Clever people say you can never truly go home but, in my experience, it’s almost depressingly the opposite. Too often, you can’t escape it. Standing in the humid midnight, beneath an old mango tree, I looked up at the pontianak dangling from a branch. It was a young one, with long, tangled black hair, wearing a ridiculously diaphanous white shift. I thought of all the money my parents had wasted on my excellent Western education and sighed.
“Get the fuck out of this tree, bitch,” I called up.
The spirit hissed again and rubbed her thighs together seductively. Even amidst the cloying reek of decay, the scent of ripe cunt was pungent.
As if.
It’s not that I don’t like women. Personally, I prefer them to men. But I don’t go for the supernatural kind, especially ones with claws on their shoulders and an appetite for human blood.
“Ain’t gonna work on me, missy. Move along, now.
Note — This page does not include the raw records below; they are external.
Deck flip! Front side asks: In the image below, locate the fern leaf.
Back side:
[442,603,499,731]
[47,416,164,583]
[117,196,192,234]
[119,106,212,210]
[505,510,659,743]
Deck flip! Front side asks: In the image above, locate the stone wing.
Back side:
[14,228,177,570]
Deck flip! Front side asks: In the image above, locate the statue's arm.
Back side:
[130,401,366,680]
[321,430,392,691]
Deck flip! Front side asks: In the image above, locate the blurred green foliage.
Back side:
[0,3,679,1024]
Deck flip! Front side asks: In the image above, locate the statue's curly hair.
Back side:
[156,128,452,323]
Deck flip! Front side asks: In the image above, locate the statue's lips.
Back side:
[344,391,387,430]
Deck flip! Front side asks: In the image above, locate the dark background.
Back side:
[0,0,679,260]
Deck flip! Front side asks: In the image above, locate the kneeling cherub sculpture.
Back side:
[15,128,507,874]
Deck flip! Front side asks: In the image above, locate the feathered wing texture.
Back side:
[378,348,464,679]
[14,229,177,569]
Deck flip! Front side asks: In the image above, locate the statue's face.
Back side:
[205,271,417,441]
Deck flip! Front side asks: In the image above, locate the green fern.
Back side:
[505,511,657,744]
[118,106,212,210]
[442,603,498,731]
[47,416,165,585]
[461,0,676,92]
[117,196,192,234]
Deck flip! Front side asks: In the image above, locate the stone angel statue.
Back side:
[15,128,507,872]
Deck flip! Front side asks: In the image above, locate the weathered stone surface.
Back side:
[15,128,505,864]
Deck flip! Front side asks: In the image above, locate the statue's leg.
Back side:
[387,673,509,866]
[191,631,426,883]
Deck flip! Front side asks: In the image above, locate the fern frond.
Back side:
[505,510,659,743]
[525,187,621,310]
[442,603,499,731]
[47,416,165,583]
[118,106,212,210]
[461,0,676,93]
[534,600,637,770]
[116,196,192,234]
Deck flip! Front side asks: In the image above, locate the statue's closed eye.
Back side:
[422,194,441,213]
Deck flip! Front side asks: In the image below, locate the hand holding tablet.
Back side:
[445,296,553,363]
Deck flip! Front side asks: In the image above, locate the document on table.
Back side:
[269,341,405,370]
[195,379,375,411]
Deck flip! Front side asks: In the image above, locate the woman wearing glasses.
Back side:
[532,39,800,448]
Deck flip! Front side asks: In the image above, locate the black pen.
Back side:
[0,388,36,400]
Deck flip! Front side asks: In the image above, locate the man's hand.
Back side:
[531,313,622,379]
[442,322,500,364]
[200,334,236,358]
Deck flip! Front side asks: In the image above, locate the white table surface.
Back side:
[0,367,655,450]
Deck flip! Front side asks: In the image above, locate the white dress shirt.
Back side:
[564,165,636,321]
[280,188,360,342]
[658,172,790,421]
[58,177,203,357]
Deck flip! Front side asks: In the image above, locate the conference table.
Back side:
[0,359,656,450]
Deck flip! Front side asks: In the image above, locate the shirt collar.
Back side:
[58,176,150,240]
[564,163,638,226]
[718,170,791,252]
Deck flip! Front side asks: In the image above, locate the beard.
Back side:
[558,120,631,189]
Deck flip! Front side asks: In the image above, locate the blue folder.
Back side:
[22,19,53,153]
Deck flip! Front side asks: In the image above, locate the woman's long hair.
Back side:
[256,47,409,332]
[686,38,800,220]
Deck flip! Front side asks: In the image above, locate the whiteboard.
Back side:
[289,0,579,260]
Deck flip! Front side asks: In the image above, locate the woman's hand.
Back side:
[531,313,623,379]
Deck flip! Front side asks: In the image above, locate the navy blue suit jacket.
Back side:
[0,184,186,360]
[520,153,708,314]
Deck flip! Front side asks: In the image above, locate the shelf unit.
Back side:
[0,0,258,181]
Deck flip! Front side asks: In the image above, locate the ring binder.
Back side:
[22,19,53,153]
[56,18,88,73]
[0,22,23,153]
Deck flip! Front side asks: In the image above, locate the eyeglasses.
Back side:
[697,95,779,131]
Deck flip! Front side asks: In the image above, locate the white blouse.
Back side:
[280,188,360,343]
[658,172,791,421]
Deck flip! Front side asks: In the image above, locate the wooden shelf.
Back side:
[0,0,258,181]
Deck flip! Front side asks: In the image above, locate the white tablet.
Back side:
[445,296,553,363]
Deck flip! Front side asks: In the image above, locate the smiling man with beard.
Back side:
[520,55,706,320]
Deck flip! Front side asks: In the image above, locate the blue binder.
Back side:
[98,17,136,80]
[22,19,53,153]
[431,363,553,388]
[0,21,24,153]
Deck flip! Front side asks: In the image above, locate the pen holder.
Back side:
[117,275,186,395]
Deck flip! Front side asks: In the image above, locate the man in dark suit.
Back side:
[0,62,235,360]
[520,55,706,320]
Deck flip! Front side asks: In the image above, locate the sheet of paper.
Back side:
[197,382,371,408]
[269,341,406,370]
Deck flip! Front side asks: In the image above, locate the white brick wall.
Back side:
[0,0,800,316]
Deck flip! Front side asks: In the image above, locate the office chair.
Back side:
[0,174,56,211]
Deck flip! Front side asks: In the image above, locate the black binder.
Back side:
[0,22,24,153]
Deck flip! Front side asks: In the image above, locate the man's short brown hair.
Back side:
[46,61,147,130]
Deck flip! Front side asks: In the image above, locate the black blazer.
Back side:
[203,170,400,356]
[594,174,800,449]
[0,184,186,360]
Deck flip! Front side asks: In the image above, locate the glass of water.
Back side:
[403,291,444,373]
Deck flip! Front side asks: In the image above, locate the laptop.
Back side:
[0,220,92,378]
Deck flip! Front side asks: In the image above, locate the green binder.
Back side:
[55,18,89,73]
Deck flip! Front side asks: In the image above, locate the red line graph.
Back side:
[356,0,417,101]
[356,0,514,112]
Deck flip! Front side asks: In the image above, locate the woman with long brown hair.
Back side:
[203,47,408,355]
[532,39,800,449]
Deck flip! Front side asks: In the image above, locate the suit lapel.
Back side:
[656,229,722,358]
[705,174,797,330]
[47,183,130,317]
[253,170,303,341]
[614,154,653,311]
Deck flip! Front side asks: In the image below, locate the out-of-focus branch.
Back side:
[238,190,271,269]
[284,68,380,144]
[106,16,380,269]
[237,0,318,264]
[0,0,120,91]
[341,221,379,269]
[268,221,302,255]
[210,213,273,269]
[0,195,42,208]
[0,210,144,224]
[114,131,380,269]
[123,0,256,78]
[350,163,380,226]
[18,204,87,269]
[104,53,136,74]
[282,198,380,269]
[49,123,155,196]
You’re upsetting Mrs. Bui and you almost gave her husband a heart attack. Piss off back to the swamp.”
The pontianak’s thick, wicked talons tightened around the branch, scoring the living wood, making it creak. A cloud skittered across the moon, turning the shadows in the trash-strewn garden into darker, wetter places. I sighed again and rummaged in my pocket.
“You can go, or you can die. It’s really up to you.”
“Fuck you, witch. I like this place. The woman is old and ugly. I will take her husband’s seed, and this garden will be mine.” The voice was high and glasslike.
I shook my head. “No, you really won’t. Promise. But I’m offering you this one time deal to find somewhere else to hang out. Or else.”
“Or else what?” The demoness mocked. “Are you good at climbing trees, four eyes? Bet the boys don’t sniff around you much. Look at you!”
I hate it when they get personal like that. “Fine. Don’t say I didn’t warn you.”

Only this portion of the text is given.